IL Y A DEUX ANS, pour la détection de la drogue au volant, de «gros espoirs» reposaient sur le test salivaire. Un appel d'offres a même été lancé au printemps 2006 par le ministère de l'Intérieur, en vue de tourner la page du test urinaire. La méthode actuelle – qui exige la présence d'un médecin et, lors d'un résultat positif, une prise de sang, par ailleurs indispensable en cas de poursuites – était considérée comme lourde et coûteuse. Depuis, il y a eu le rapport Rosita, remis à la Commission de Bruxelles à la fin de 2006. «Des experts européens y affirment qu'il n'y a aucun test salivaire reconnu fiable, dit au « Quotidien » le Dr Charles Mercier-Guyon, du Centre d'études et de recherches en médecine du trafic. Le meilleur existant à ce jour n'est efficace qu'une fois sur deux.» «Aussi, poursuit le généraliste, membre de la Commission nationale des stupéfiants et des substances psychotropes (Cnssp), existe-t-il deux bonnes raisons de ne pas franchir le pas. Tout d'abord, on ne peut pas appuyer une recherche de preuve sur une méthode non fiable.»

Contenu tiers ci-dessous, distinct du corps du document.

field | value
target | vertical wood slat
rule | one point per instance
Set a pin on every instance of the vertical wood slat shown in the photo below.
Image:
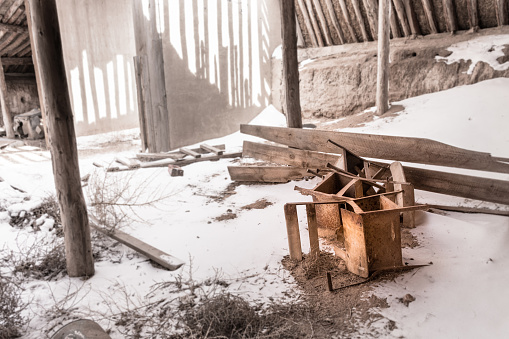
(360, 19)
(323, 22)
(371, 7)
(412, 18)
(450, 17)
(48, 56)
(291, 100)
(400, 10)
(334, 20)
(316, 28)
(313, 231)
(292, 229)
(428, 10)
(6, 112)
(346, 16)
(396, 33)
(473, 15)
(382, 88)
(501, 9)
(308, 24)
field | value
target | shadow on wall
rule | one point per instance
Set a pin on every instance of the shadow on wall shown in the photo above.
(98, 43)
(217, 64)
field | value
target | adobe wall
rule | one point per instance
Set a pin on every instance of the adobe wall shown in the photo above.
(341, 80)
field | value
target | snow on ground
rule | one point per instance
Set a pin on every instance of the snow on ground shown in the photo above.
(486, 49)
(461, 295)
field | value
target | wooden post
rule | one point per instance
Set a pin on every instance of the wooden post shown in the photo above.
(323, 23)
(149, 48)
(307, 21)
(360, 19)
(450, 18)
(428, 9)
(335, 22)
(400, 9)
(501, 12)
(316, 28)
(47, 54)
(382, 86)
(473, 15)
(6, 112)
(346, 16)
(291, 101)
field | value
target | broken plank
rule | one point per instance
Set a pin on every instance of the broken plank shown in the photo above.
(211, 149)
(174, 154)
(408, 149)
(275, 174)
(288, 156)
(164, 259)
(190, 152)
(183, 162)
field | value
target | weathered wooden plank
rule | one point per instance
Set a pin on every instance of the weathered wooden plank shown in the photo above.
(346, 16)
(360, 19)
(450, 16)
(291, 95)
(307, 22)
(400, 10)
(316, 28)
(289, 156)
(428, 10)
(162, 258)
(473, 15)
(334, 19)
(323, 22)
(418, 150)
(382, 83)
(48, 55)
(276, 174)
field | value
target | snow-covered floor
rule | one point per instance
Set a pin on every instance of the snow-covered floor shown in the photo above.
(461, 295)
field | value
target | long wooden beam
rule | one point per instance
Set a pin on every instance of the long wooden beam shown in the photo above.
(307, 22)
(346, 16)
(407, 149)
(428, 10)
(17, 61)
(13, 28)
(335, 23)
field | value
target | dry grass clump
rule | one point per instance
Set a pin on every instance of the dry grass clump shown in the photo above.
(229, 316)
(11, 306)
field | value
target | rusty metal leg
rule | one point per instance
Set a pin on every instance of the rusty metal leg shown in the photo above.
(313, 231)
(292, 227)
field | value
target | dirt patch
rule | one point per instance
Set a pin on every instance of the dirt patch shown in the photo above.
(257, 205)
(342, 312)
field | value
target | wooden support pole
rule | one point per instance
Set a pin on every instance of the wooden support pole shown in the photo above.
(291, 101)
(335, 22)
(316, 28)
(308, 24)
(501, 9)
(323, 22)
(48, 55)
(292, 229)
(428, 10)
(396, 33)
(313, 231)
(412, 18)
(382, 86)
(346, 16)
(473, 15)
(372, 14)
(400, 10)
(6, 112)
(450, 17)
(360, 19)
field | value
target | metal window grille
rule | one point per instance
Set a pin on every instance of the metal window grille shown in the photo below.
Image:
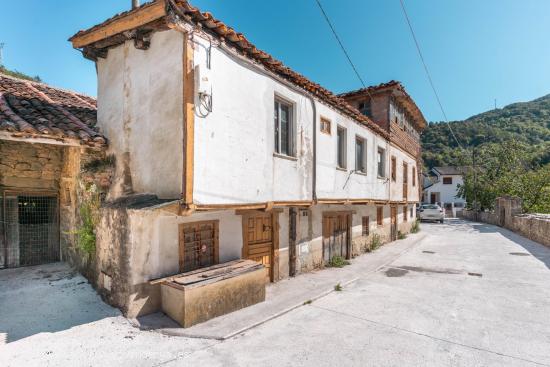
(30, 230)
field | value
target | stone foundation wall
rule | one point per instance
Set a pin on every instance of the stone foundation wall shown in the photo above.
(507, 214)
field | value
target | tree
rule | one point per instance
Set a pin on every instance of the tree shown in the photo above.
(507, 169)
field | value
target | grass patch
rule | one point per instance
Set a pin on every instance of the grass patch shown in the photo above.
(338, 262)
(99, 164)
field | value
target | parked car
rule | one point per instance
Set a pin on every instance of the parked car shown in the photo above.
(431, 212)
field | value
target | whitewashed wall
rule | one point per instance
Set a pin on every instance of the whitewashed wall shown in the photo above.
(333, 183)
(234, 144)
(140, 111)
(447, 193)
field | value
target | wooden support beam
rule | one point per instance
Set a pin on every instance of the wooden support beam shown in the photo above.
(131, 20)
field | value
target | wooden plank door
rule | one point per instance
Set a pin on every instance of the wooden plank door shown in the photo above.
(336, 235)
(258, 240)
(393, 214)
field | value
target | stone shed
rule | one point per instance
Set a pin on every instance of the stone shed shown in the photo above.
(48, 142)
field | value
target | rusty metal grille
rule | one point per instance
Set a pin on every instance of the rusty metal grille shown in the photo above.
(198, 245)
(30, 230)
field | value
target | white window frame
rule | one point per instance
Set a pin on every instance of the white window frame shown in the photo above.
(363, 156)
(278, 102)
(341, 149)
(381, 161)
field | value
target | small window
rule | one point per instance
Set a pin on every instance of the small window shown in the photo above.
(365, 108)
(365, 223)
(284, 128)
(393, 168)
(341, 146)
(381, 162)
(360, 155)
(325, 125)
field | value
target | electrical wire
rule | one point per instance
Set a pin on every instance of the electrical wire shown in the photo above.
(428, 72)
(342, 47)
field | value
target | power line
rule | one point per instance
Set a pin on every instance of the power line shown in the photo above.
(428, 72)
(342, 47)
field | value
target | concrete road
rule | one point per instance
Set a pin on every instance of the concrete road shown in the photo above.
(466, 295)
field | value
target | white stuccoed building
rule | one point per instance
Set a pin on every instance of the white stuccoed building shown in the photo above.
(441, 187)
(222, 153)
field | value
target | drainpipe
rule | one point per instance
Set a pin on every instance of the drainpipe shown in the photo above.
(314, 170)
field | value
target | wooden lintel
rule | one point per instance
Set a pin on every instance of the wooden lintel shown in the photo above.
(132, 20)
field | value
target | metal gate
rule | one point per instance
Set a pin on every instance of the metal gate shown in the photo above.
(336, 235)
(29, 231)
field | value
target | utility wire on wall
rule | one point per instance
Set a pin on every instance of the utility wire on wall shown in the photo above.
(428, 72)
(342, 46)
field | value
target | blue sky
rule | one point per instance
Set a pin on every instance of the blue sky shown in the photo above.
(476, 50)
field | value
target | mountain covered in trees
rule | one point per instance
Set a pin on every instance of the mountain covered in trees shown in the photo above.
(527, 123)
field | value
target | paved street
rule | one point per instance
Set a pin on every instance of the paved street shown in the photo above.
(465, 295)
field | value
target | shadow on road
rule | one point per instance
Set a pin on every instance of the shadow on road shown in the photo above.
(46, 298)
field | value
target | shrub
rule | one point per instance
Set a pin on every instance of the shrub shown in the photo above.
(415, 228)
(338, 262)
(375, 242)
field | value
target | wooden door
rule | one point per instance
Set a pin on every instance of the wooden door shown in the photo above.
(336, 235)
(393, 214)
(258, 240)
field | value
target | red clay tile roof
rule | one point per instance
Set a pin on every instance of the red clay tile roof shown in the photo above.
(392, 85)
(35, 110)
(220, 30)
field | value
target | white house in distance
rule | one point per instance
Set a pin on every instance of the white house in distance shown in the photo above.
(243, 157)
(441, 187)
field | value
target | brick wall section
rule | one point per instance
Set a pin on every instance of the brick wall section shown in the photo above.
(404, 140)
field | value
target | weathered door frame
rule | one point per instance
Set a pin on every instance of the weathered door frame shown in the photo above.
(245, 214)
(181, 242)
(27, 192)
(349, 214)
(393, 222)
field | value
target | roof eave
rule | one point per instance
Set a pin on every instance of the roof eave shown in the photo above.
(120, 23)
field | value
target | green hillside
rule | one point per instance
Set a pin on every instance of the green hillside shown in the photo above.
(526, 122)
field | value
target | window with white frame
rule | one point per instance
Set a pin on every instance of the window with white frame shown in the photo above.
(284, 128)
(381, 161)
(360, 154)
(341, 147)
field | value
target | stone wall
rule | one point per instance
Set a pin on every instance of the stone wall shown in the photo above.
(507, 214)
(30, 166)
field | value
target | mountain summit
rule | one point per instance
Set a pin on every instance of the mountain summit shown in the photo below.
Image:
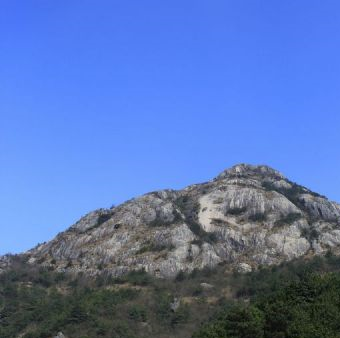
(247, 216)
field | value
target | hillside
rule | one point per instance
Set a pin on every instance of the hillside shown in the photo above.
(247, 216)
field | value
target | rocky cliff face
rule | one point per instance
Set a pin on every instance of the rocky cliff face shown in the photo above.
(246, 216)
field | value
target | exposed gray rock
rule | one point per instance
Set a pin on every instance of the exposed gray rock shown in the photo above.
(248, 215)
(243, 268)
(60, 335)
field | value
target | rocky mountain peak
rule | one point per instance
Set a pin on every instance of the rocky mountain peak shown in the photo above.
(249, 170)
(248, 216)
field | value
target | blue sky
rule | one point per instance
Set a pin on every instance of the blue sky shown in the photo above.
(101, 101)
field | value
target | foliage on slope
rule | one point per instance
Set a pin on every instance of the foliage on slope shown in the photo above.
(298, 299)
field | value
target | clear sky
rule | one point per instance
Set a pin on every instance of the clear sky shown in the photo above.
(104, 100)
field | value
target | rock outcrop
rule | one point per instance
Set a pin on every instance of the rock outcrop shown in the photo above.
(246, 216)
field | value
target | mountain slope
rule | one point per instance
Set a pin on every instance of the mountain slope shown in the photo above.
(247, 216)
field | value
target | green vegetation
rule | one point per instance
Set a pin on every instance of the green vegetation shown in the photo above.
(300, 299)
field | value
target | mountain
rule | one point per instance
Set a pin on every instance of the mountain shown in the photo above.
(246, 217)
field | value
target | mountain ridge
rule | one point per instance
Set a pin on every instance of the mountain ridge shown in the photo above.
(248, 215)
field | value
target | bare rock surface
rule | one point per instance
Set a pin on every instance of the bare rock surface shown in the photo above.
(247, 216)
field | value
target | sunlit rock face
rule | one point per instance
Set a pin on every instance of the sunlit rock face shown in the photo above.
(247, 216)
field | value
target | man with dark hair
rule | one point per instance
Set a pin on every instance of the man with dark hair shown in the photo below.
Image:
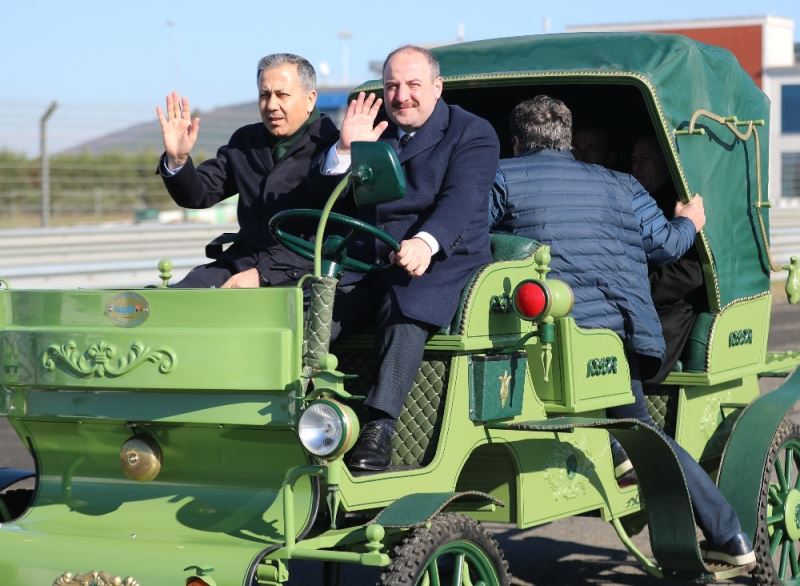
(603, 228)
(449, 158)
(593, 144)
(268, 164)
(677, 288)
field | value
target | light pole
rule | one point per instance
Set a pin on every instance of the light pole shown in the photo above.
(345, 35)
(45, 163)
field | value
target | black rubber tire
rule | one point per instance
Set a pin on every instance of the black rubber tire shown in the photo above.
(15, 502)
(411, 556)
(768, 567)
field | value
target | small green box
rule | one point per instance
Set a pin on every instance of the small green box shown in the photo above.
(497, 382)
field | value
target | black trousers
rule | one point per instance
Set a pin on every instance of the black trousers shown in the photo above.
(713, 514)
(399, 341)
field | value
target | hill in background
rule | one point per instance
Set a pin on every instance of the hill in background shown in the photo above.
(216, 127)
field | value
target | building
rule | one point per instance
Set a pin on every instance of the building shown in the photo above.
(766, 49)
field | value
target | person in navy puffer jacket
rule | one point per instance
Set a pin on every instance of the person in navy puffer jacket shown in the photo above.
(603, 228)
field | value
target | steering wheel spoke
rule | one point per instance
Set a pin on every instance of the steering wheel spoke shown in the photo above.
(334, 248)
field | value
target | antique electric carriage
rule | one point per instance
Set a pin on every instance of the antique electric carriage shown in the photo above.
(190, 437)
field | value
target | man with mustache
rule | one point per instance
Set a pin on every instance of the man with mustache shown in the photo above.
(267, 164)
(449, 157)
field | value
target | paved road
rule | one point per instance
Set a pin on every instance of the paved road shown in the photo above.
(575, 552)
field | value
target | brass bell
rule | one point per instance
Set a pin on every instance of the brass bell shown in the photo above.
(140, 458)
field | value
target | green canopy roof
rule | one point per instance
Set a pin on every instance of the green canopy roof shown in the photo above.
(677, 76)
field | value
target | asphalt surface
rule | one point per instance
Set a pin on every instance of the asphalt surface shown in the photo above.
(575, 552)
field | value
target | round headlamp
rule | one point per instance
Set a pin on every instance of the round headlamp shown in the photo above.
(327, 428)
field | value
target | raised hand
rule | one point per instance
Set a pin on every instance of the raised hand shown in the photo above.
(359, 122)
(178, 130)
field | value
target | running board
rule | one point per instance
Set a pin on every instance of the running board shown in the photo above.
(662, 486)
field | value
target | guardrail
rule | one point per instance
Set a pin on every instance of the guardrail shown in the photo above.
(126, 255)
(106, 256)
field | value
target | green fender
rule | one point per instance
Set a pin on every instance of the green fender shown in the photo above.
(417, 509)
(9, 476)
(745, 456)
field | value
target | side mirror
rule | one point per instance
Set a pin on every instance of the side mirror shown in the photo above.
(376, 175)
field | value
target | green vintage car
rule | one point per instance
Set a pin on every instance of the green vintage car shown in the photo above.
(196, 437)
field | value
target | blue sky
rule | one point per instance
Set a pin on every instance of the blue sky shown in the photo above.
(108, 63)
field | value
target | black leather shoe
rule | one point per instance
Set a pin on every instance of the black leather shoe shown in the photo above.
(737, 551)
(373, 450)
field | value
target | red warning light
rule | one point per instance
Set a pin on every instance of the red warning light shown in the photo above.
(531, 300)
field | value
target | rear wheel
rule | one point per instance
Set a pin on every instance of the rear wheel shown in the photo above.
(777, 540)
(453, 550)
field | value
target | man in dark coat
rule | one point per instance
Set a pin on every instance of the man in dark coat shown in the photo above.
(678, 288)
(603, 228)
(449, 157)
(268, 164)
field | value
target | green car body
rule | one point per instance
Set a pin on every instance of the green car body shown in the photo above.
(164, 422)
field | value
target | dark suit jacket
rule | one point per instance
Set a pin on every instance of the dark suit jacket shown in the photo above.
(449, 166)
(246, 166)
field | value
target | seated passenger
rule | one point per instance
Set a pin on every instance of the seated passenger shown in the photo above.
(266, 163)
(603, 228)
(677, 288)
(449, 157)
(592, 144)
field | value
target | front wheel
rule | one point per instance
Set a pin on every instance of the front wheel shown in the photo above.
(13, 503)
(453, 550)
(777, 539)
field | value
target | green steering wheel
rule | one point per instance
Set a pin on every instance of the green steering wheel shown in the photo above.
(334, 247)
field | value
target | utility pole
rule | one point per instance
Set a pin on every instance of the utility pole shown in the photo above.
(345, 36)
(45, 164)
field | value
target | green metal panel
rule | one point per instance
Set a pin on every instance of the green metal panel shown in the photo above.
(707, 415)
(496, 385)
(745, 456)
(66, 339)
(738, 337)
(216, 502)
(589, 370)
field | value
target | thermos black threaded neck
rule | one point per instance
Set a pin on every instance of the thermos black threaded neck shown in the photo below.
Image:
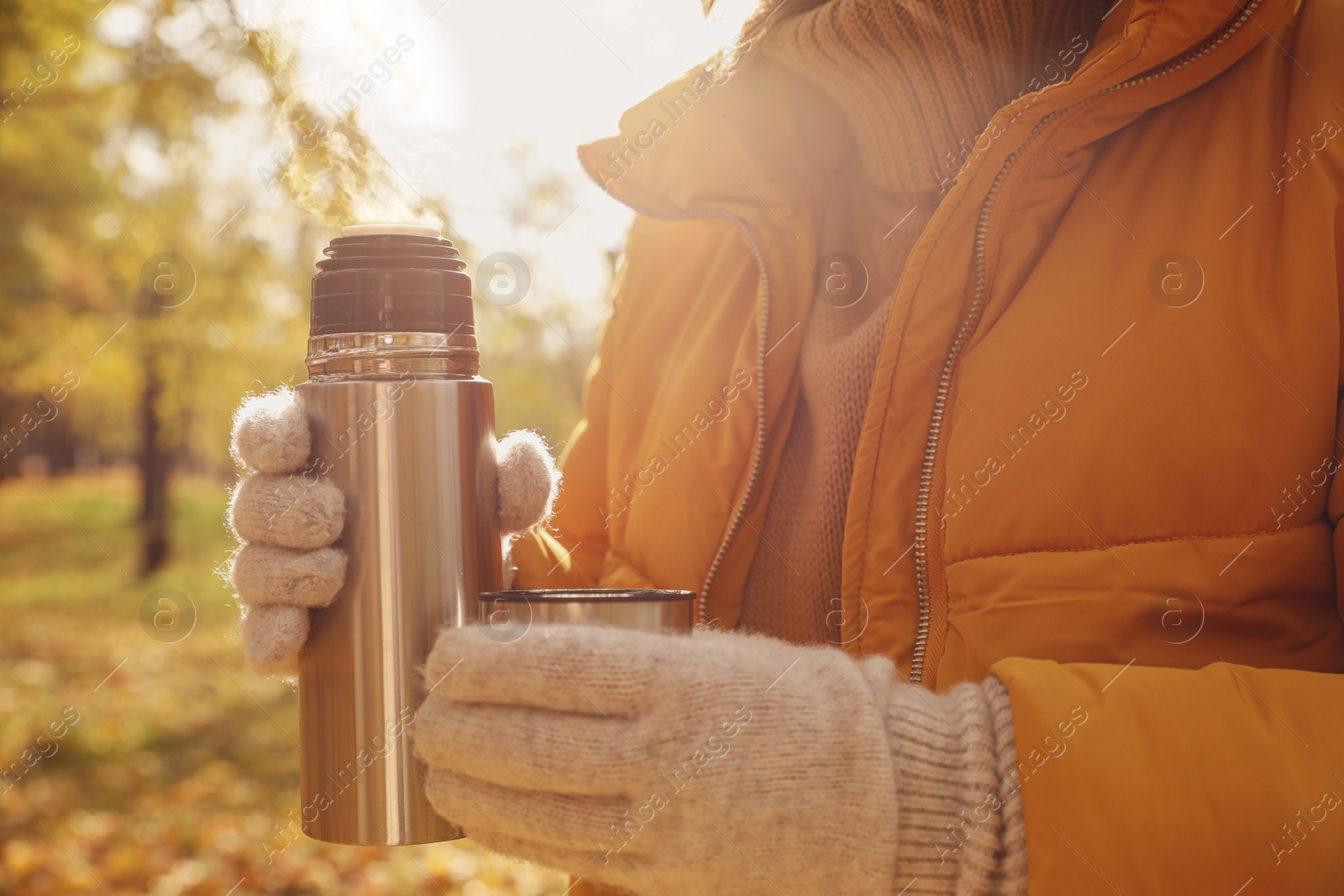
(391, 284)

Dans l'Etat australien de Victoria, le test salivaire sert à des opérations de sensibilisation en direction des usagers de boîtes de nuit et cède la place au test urinaire quand interviennent des dommages causés à un tiers. En second lieu, depuis la loi du 3 février 2003, qui instaure un délit de conduite sous l'emprise de cannabis, de cocaïne, d'amphétamines ou d'opiacés, sont apparus sur le marché de nouveaux produits qui nécessitent une détection pertinente. Il s'agit de Subutex et de méthadone détournés de leur usage thérapeutique, de substances synthétiques comme le GBH, de la kétamine et autres dérivés de champignons hallucinogènes. Ils entrent désormais pour «au moins 20%» dans les comportements toxicomaniaques au volant.
Une prise de sang pour toute altération du comportement.
«C'est à nous de donner aux forces de l'ordre les moyens d'être vigilants et efficaces face aux conducteurs ayant des capacités affaiblies», souligne le médecin. Or le test urinaire combiné à la prise de sang constitue, pour l'instant, le procédé le plus approprié pour évaluer les facteurs chimiques induisant un état incompatible avec la conduite, affirment les experts européens. «Il est même indispensable, selon le Dr Guyon-Mercier, qu'un automobiliste présentant un état d'altération très important, alors que le test urinaire se révèle négatif, fasse systématiquement l'objet d'une prise de sang.» Le praticien en fera la proposition à la Cnssp, avant que l'instance consultative interpelle à son tour les autorités, à l'automne prochain.
Selon l'étude « Stupéfiants et accidents mortels de la circulation routière » (2005), coordonnée par l'Observatoire français des drogues et des toxicomanies, sur une base annuelle de 6 000 accidents mortels de la route entre octobre 2001 et septembre 2003, le nombre de victimes dues aux cannabis est de 230 morts. Conduire sous l'effet de joints double le risque d'être responsable d'un accident mortel, et, si on associe le cannabis à l'alcool, le danger est multiplié par quinze.
Onze pour cent des conducteurs de moins de 25 ans prennent le volant après avoir fumé un joint, contre 2,9 % pour l'ensemble des automobilistes.